Of course it would be good if Buttler and Broad can show some grit and hang on. But it would add the faintest of glosses to the overall result, and not one that’s really deserved. With the result that people - i.e. selectors and management - would have an excuse to shy away from giving themselves the long hard look they desperately need. “Well, it was India away, always tricky on the subcontinent, two draws is a pretty good return when you think about it. If the players had shown a little more character in the middle it would have been fine.” Etc. etc.
Whereas if we lose there will be that little bit less room to hide, and the questions asked will be that little bit sharper.
Well, they survived long enough for me to get up and check, but not much longer. That final collapse, from 192/4 to 207 all out, just puts the icing on a cake of crap, and doesn’t exactly back up my earlier arguments that England has progressed as a batting unit.
Nasser Hussein has a piece in the Mail saying that England are good when the ball is swinging, but not otherwise. Not only can our (non-spin) bowlers not cope without it, but neither can our batsmen - they’re comfortable against it, but not on turners or low and slow pitches.
I think it’s fair, if not the whole story. I’ve always had that niggle in particular about Anderson - amazing when he can get the ball hooping about, but lacking a plan B when it doesn’t. Hadn’t thought about it in terms of the batsmen though - and this series has shown up that they can be very one-dimensional.
I was initially angry at England’s collapse this morning, but to be honest I think it’s harsh to criticise their performance in this particular match too much. Yes, some of the batsmen in the first innings could have gone on to bigger totals and put the game out of India’s reach, but after that, India batted superbly. Then in the third innings, what have England got to play for? They’re thousands of miles from home just before Christmas with nothing to play for, their minds have gone. Having said that, they are professionals and it is a little disappointing.
I’ve just recalled a bit of TMS commentary I caught over the weekend, I think from Aggers, when India were something like 152/3 - it was along the lines of “well, with those two wickets, at least England have, you would think, removed the chance of India going on to a really big total and winning the game”. I thought he was right, to be fair, but he must be hoping not too many others remember it!

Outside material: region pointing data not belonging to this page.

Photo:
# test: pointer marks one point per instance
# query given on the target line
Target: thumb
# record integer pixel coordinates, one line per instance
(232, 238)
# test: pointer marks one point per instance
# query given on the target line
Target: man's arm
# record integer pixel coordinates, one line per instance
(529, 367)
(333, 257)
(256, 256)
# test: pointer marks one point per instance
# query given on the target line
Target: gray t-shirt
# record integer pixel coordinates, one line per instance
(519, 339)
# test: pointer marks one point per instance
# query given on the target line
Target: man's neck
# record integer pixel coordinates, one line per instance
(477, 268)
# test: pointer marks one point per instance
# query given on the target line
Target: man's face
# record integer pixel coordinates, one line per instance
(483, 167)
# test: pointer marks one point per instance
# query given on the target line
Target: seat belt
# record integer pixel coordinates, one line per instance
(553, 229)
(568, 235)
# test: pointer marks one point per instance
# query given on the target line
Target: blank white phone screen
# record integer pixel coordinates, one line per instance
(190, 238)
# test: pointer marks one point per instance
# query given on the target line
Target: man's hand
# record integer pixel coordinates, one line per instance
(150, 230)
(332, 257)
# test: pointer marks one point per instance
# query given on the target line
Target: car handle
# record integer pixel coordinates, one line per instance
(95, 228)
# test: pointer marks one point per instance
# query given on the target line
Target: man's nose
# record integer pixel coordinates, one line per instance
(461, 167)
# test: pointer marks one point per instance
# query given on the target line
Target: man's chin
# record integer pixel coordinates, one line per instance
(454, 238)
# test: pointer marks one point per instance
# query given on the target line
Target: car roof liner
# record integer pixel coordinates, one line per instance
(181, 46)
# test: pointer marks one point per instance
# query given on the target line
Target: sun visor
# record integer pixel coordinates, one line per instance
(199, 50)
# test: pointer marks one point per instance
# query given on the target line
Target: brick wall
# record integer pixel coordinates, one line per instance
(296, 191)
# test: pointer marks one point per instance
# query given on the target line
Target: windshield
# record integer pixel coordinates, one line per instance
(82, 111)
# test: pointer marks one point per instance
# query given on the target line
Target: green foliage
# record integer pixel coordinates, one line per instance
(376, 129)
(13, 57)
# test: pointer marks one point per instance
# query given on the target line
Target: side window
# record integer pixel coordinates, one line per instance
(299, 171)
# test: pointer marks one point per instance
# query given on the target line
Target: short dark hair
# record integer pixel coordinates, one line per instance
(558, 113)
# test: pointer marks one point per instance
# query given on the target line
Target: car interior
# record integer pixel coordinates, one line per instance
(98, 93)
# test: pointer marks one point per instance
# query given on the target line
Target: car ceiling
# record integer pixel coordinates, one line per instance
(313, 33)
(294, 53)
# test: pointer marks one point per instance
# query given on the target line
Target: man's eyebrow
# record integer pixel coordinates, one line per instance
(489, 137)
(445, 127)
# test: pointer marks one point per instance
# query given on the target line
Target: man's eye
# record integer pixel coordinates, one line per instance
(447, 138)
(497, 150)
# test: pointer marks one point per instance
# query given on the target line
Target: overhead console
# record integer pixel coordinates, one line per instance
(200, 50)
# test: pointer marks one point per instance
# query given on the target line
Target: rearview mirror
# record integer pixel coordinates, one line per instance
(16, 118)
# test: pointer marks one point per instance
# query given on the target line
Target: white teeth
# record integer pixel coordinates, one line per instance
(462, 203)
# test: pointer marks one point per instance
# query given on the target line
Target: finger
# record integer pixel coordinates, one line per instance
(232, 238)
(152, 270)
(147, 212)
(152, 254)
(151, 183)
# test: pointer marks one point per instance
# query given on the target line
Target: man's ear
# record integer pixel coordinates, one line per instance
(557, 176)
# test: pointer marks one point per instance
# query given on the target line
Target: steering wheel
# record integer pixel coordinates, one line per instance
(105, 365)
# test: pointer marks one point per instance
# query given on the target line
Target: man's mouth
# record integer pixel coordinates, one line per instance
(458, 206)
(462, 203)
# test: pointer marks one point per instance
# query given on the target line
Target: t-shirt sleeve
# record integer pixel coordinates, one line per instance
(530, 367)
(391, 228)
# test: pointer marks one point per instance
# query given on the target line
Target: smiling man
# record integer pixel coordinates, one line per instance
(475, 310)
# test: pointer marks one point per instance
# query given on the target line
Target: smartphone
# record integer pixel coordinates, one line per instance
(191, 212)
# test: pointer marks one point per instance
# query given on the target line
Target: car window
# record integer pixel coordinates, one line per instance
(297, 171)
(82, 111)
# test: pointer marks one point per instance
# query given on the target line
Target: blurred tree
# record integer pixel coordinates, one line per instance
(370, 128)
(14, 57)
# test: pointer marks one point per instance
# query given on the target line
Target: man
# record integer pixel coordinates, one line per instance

I’m not normally a fan of ousting the captain as a means of change, but in this case it’s probably justified, as per Cumbrian’s earlier analysis - not to mention his consistently shocking over rates, which are now beyond taking the piss. The only problem is, is Root ready, and will it kill his batting average?
There’s a list posted on Reddit this morning showing (from Sky, by the graphics) a list of England batting collapses for the past couple of years. A fair number of top order collapses, rescued at the time (although not shown in the pic) by lower order batting from the likes of Stokes and Bairstow.
Coming from a land where selection seems focussed on having better flat track bullies (to wit the appointment of Graeme Hick as batting coach), with all the confidence of a sea-going tadpoles when the ball bends in the air of off the pitch, it would seen the Australian line-up has one dimension less again.